Relics of the Mother Road, Route 66

Milepost 1336:  Conway, Texas, virtual ghost town.

Kaye and I have been traveling on our road to adventure through the American southwest the last couple of days, from Oklahoma west through the Texas panhandle  and into New Mexico.

We keep seeing relics left behind by earlier travelers, as we are roughly tracing the abandoned path of the famous Route 66, the two-lane blacktop highway that connected Chicago to California before the modern era of the interstate expressway.  Mind you, we are traveling on the freeway, not the two-lane, because ours is not a leisurely venture this time through; we have someplace we need to be by the end of next week.

But every time we get off the super-slab we see the ghosts of those former adventurers and the gutsy entrepreneurs who built the roadside tourist stops.  There are deserted houses and businesses everywhere, often within sight of the new travel plazas.

The abandoned Phillips 66 filling station, Conway, Texas.
The abandoned Phillips 66 filling station, Conway, Texas.

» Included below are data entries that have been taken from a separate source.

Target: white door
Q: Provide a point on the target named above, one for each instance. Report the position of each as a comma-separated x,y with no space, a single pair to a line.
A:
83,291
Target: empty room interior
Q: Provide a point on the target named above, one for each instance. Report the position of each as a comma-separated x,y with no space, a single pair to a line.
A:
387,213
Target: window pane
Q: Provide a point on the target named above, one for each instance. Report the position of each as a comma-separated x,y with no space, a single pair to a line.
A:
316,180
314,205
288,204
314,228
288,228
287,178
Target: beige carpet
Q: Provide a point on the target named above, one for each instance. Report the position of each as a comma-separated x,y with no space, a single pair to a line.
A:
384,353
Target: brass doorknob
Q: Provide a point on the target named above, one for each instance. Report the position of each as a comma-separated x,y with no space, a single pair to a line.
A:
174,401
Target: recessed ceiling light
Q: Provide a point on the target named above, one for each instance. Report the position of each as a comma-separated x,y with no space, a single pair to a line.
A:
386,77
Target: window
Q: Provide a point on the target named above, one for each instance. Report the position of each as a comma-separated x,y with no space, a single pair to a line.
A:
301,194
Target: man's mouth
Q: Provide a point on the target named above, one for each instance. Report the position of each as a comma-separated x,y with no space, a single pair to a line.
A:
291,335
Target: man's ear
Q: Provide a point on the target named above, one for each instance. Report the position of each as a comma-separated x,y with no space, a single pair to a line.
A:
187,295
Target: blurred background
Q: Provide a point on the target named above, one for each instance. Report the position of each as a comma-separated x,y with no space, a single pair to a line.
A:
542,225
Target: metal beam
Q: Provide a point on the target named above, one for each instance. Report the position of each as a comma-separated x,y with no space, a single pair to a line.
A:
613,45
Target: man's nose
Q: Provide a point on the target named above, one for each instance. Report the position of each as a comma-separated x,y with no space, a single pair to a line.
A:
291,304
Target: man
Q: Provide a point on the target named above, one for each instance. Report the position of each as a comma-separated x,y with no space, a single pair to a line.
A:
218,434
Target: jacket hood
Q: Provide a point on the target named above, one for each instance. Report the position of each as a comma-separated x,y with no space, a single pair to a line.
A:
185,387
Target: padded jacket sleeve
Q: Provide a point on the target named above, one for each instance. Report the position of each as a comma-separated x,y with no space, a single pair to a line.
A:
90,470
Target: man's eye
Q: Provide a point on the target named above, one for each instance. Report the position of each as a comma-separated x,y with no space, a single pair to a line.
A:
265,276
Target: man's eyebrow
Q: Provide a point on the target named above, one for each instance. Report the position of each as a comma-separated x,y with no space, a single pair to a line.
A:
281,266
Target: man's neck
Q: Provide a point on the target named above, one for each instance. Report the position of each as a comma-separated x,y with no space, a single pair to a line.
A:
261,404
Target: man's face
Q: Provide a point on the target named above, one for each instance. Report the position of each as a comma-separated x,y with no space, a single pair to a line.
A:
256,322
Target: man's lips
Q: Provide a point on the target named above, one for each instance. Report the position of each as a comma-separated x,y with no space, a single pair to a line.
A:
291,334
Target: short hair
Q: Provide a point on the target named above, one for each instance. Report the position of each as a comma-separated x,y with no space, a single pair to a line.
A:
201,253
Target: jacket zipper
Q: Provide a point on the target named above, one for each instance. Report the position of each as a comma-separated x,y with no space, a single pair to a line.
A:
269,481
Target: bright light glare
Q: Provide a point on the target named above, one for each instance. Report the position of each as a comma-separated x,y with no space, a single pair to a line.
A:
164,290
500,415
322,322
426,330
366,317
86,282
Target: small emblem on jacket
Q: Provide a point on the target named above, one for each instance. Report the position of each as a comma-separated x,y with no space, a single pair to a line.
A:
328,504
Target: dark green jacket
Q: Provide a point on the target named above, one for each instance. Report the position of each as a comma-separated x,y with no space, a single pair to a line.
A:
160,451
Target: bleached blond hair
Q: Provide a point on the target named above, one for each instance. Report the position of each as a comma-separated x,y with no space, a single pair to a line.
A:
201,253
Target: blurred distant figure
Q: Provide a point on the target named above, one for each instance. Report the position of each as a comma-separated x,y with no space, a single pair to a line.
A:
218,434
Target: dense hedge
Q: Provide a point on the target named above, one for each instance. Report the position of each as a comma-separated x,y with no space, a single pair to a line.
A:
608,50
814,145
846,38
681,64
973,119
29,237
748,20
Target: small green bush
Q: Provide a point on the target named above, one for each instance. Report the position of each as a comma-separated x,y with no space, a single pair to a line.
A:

Last night we drove till after sunset and ended up getting off at the wrong exit while searching for a hotel.  We ended up checking in at a dubious outfit on a deserted blacktop running parallel to the freeway, a run-down motel with tumbleweeds lined up against the chain-link fence around the used-to-be-a-swimming-pool.  I was heartened to see several other cars parked in front of rooms.

Conway, Texas, a ghost town, at twilight.
Conway, Texas, a near ghost town, as we approached it at twilight.

The proprietor, Arwin,  was reassuring enough and told us where to park the rig and said it would be safe because he hadn’t had any trouble in 30 years.  We went to bed and were warm and comfy all night.

Morning dawned, and having slept in, we reported late for the free breakfast, walking across the parking lot where we noticed that the other cars were all still there…  and they all had flat tires.  Yes, they were dummy cars, clever props parked there a long time ago to make the place look busy.  The only vehicles that had moved were the two semis that I had parked our rig next to, and they had left early.

Arwin Patel, proprietor of the Conway Inn at the ghost town of Conway, Texas.
Arwin Patel, proprietor of the Conway Inn at the forgotten town of Conway, Texas.

My respect for Arwin might have taken a hit, but I starting thinking about what I would have done to stay alive if I owned a once-beautiful establishment that 60 years ago had been frequented by the intrepid wanderers on the the once-famous Route 66.  An aging motel that was now bypassed by the super highway.

I saw the abandoned gas station and restaurant next door and eagerly grabbed my camera for the now rare photo shoot.  I’ve been stuck to the highway for 1,336 miles now and haven’t had the luxury of time for anything aesthetic.  There is a lot of decaying beauty here on this deserted prairie.

Here are a few photos.

Abandoned car, Conway, Texas.
Abandoned car, Conway, Texas.
5 VW's sticking out of the ground.  Tourist attractions along Route 66 were zany and imaginative.
Five VW’s sticking out of the ground. Tourist attractions along Route 66 were zany and imaginative.
A typical scene along the famous old Route 66.
A typical scene along the famous old Route 66.
Abandoned tourist market, Conway Texas
Abandoned tourist market and restaurant, Conway, Texas,
Empty shop, Conway Texas
Empty shop, Conway Texas
"Do more for others" at the VW graveyard, Conway, TX
“Do more for others” at the VW graveyard, Conway, TX
Kaye waves from the truck at a rest area in the Texas panhandle.
Kaye waves from the truck at a rest area in the Texas panhandle.